To show that they are good citizens, public companies are often encouraged by the government to investigate wrong-doing by their employees and then to take corrective action. Often these internal investigations are conducted by outside legal counsel, who prepare a report to the board of directors, and legal counsel’s report is typically an attorney-client communication that is protected by the attorney-client privilege from compulsory disclosure to others.
The attorney-client privilege for a communication is normally waived by disclosing the communication to a third party. Regulatory agencies of the federal government (or the Department of Justice) often encourages public companies to share the report of the investigation with the regulator (or the DoJ). This, of course, makes life easier for the government as it gets the benefit of the internal investigation that has already been conducted. Such sharing, however, risks waiving the attorney-client privilege that protects the report from compulsory disclosure to others (such as private parties who might want to subpoena the report). The government and companies coopoerating with the government have argued that such sharing serves a valuable public purpose and that to encourage cooperation with governmental inquiries into corporate wrong-doing, the sharing of such report should not waive the attorney-client privilege (if one is applicable to the report). This approach is called “selective waiver,” which means that a corporation can selectively waive the attorney-client privilege in favor of the government but that such waiver won’t constitute a general waiver.
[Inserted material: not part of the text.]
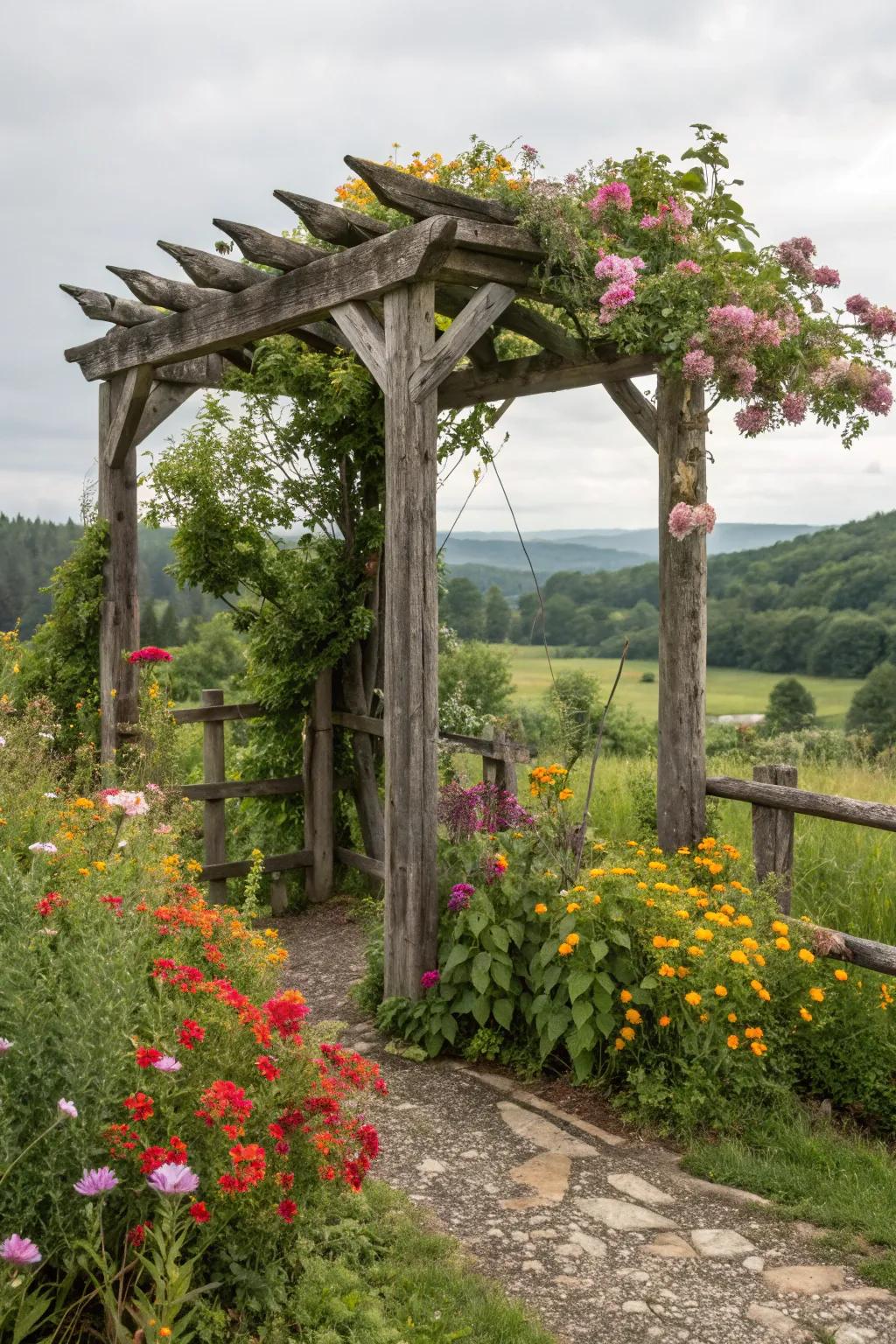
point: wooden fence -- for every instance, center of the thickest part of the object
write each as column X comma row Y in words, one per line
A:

At least one court has agreed with this theory of “selective waiver,” but most have not. Recently, the Court of Appeals for the Ninth Circuit (which reviews decisions of federal district courts in California and other states) decided that a party waives the attorney-client privilege forever by voluntarily providing to the federal government documents that are protected by the attorney-client privilege. In Re Pacific Pictures Corp. (April 17, 2012 9th Cir.). In so deciding, the Ninth Circuit rejected the notion of “selective waiver” of the attorney-client privilege.
In Pacific Pictures Corp., a party from whom documents were allegedly stolen asked the United States Attorney to investigate. In response to a request from the victim, a grand jury subpoena was issued for documents that were claimed to be protected from disclosure by the attorney-client privilege. In addition, the United States Attorney provided a letter stating that if the party voluntarily complied with the subpoena the government would “not provide the . . . documents . . . to nongovernmental third parties except as may be required by law or court order.” The party then readily complied with the subpoena, making no attempt to redact anything from the documents.
An adverse party in litigation that was then pending immediately requested all documents disclosed to the United States Attorney, claiming that the disclosure of the documents waived any privilege. The district court ordered the documents produced in the litigation, and in denying a petition for writ of mandamus, the Ninth Circuit Court of Appeals upheld the order.
The court of appeals noted that voluntarily disclosing privileged documents to third parties will generally destroy the privilege, which the petitioner conceded, but the petitioner argued that the rule should not apply in this case. The primary contention was that because these documents were disclosed to the government, as opposed to a civil litigant, the disclosure did not waive the privilege as to the world at large. This is the theory of “selective waiver,” which was initially accepted by the Eighth Circuit, Diversified Industries, Inc. v. Meredith, 572 F.2d 596 (8th Cir. 1978) (en banc), but which has been rejected by every other circuit to consider the issue since.
The Ninth Circuit Court of Appeals noted that it twice before declined to decide whether a party may selectively waive the attorney-client privilege by providing documents to the government, but the court met the issue head-on this time.
The court expressed concern about the rationale of the Eighth Circuit in adopting the rule, which was that “[t]o hold otherwise may have the effect of thwarting the developing procedure of corporations to employ independent outside counsel to investigate and advise them in order to protect stockholders.” The Ninth Circuit said that this apprehension has proven unjustified. It noted that public corporations do not require a rule of selective waiver to employ outside consultants or voluntarily to cooperate with the government.
The court noted that “selective waiver” does not serve the purpose of encouraging full disclosure to one’s attorney in order to obtain informed legal assistance, which is the basis for the privilege. The goal of encouraging voluntary disclosure to government agencies would extend the privilege beyond its intended purpose. Since Diversified Industries, there have been multiple legislative attempts to adopt a theory of selective waiver. Most have failed. Given that Congress had declined to adopt a new privilege to protect disclosures of attorney-client privileged materials to the government, the court likewise declined to do so.
The court rejected the claim that a confidentiality agreement with the government could protect disclosure of privileged materials from a waiver (assuming that the letter from the United States Attorney’s office constituted a confidentiality agreement). The court also rejected a claim that the joint-defense doctrine applied.
Since involuntary disclosure does not automatically waive the privilege, the court considered the argument that the disclosure was not voluntary, being in response to a subpoena. In light of the facts that the disclosing party solicited the subpoena and could have asserted the attorney-client privilege in response to the subpoena but chose not to do so, the court held that the disclosure was voluntary.